A agência também ressaltou a complexidade envolvida na avaliação desses medicamentos. Atualmente, os produtos com semaglutida registrados no Brasil são biológicos, enquanto os novos pedidos incluem tanto biossimilares quanto versões sintéticas, conhecidas como análogos sintéticos de peptídeos biológicos.

Diferentemente de remédios tradicionais, medicamentos biológicos não podem ser classificados como genéricos. Por isso, precisam seguir categorias específicas e passar por testes comparativos detalhados. No caso dos sintéticos, o desafio é ainda maior, já que esses produtos combinam características de fármacos químicos e biológicos.

A Anvisa afirma que nenhuma grande agência reguladora internacional, como as dos Estados Unidos, Europa ou Japão, aprovou até agora versões sintéticas da semaglutida.

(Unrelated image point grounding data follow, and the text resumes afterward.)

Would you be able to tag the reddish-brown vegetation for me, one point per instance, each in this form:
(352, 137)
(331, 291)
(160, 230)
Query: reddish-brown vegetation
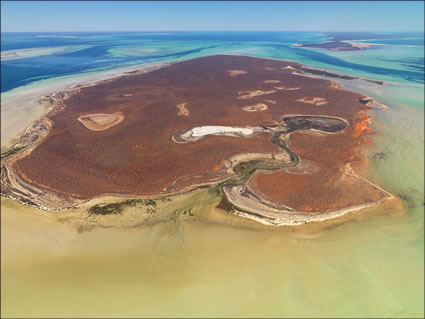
(137, 156)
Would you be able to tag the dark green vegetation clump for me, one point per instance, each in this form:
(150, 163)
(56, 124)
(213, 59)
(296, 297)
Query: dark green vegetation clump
(106, 209)
(117, 208)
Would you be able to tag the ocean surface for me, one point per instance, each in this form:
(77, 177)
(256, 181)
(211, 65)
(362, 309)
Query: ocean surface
(371, 266)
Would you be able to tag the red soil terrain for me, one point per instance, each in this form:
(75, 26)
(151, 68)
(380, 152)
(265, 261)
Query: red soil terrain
(138, 157)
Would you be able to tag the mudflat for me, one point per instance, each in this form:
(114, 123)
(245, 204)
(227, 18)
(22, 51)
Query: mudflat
(129, 141)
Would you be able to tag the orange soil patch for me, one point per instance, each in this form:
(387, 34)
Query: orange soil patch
(182, 109)
(236, 72)
(255, 108)
(315, 100)
(101, 121)
(286, 88)
(250, 94)
(138, 157)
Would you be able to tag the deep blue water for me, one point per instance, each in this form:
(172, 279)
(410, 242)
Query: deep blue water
(107, 50)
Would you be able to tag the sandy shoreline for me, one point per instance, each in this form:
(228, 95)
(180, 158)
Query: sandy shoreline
(70, 86)
(22, 106)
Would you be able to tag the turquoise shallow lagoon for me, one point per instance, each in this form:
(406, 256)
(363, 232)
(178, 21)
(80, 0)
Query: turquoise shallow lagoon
(370, 265)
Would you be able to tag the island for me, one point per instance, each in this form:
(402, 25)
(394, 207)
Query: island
(278, 144)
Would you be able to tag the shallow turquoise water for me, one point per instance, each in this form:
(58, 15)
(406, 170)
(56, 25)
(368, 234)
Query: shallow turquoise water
(368, 267)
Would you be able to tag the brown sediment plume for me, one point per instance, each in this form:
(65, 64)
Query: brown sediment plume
(139, 157)
(182, 109)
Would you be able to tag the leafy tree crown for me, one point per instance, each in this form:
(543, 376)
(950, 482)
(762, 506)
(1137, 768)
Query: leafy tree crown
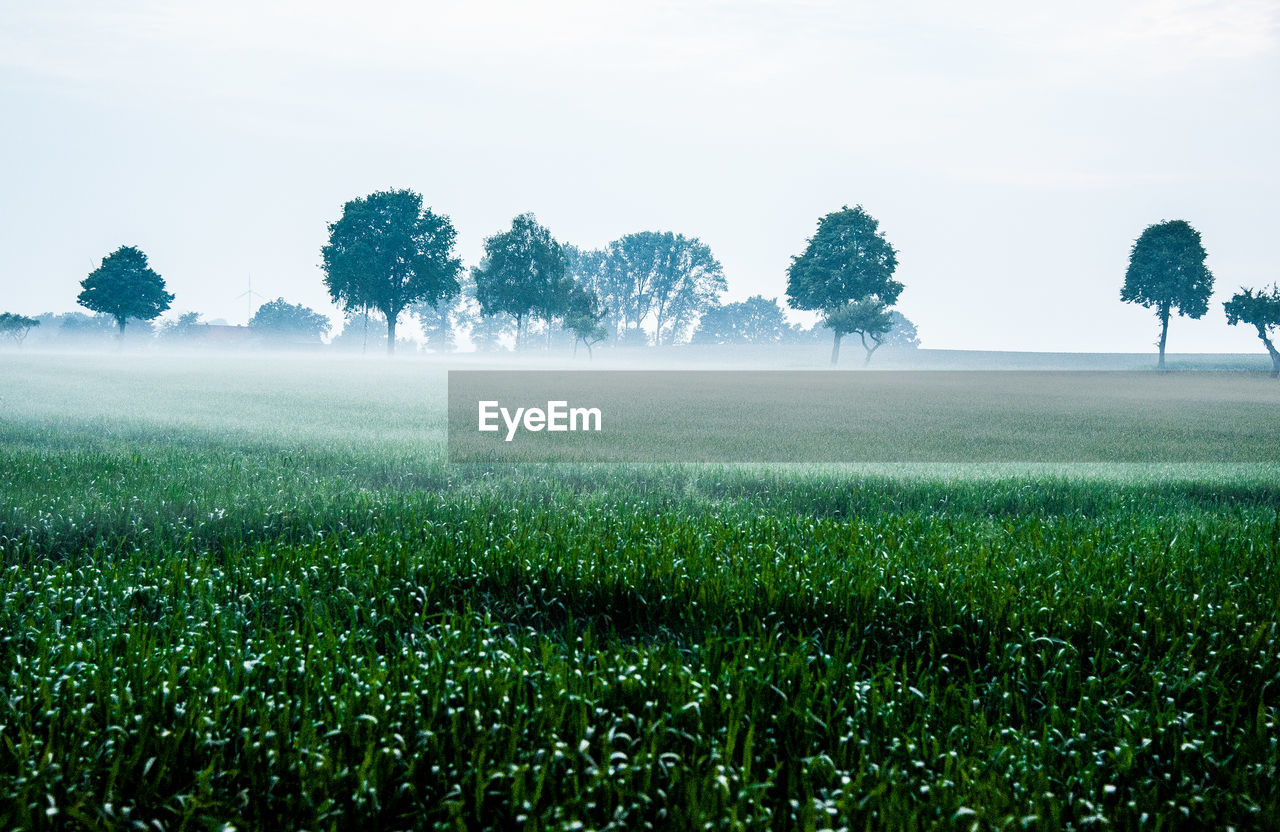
(1258, 307)
(387, 251)
(1168, 272)
(848, 259)
(124, 287)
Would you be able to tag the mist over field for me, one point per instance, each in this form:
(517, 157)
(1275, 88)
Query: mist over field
(814, 416)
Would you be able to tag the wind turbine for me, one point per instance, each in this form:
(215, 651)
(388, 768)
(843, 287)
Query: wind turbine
(250, 295)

A análise exige atenção a fatores como impurezas, formação de agregados, esterilidade e risco de reações imunológicas, que podem comprometer a eficácia ou causar efeitos adversos.

Indústria nacional se movimenta

Em paralelo, empresas brasileiras já se preparam para atuar no mercado. A EMS confirmou que submeteu à Anvisa o pedido de registro de sua versão de semaglutida e aguarda aprovação para iniciar a produção.

A farmacêutica investiu mais de R$ 1,2 bilhão em uma planta em Hortolândia (SP), com capacidade para produzir até 20 milhões de canetas por ano, utilizadas no tratamento da obesidade e do diabetes tipo 2.

A expectativa é ampliar o acesso ao medicamento no país, embora ainda não haja definição de preço ou data de lançamento.

A empresa ressalta que o produto não será genérico, mas enquadrado como “medicamento novo de molécula conhecida”, o que exige estudos completos de qualidade, segurança e eficácia, em linha com as exigências regulatórias da Anvisa.

Enquanto isso, a agência mantém o foco na avaliação criteriosa dos pedidos, destacando que o avanço tecnológico precisa estar alinhado à segurança dos pacientes antes da liberação de novas opções no mercado brasileiro.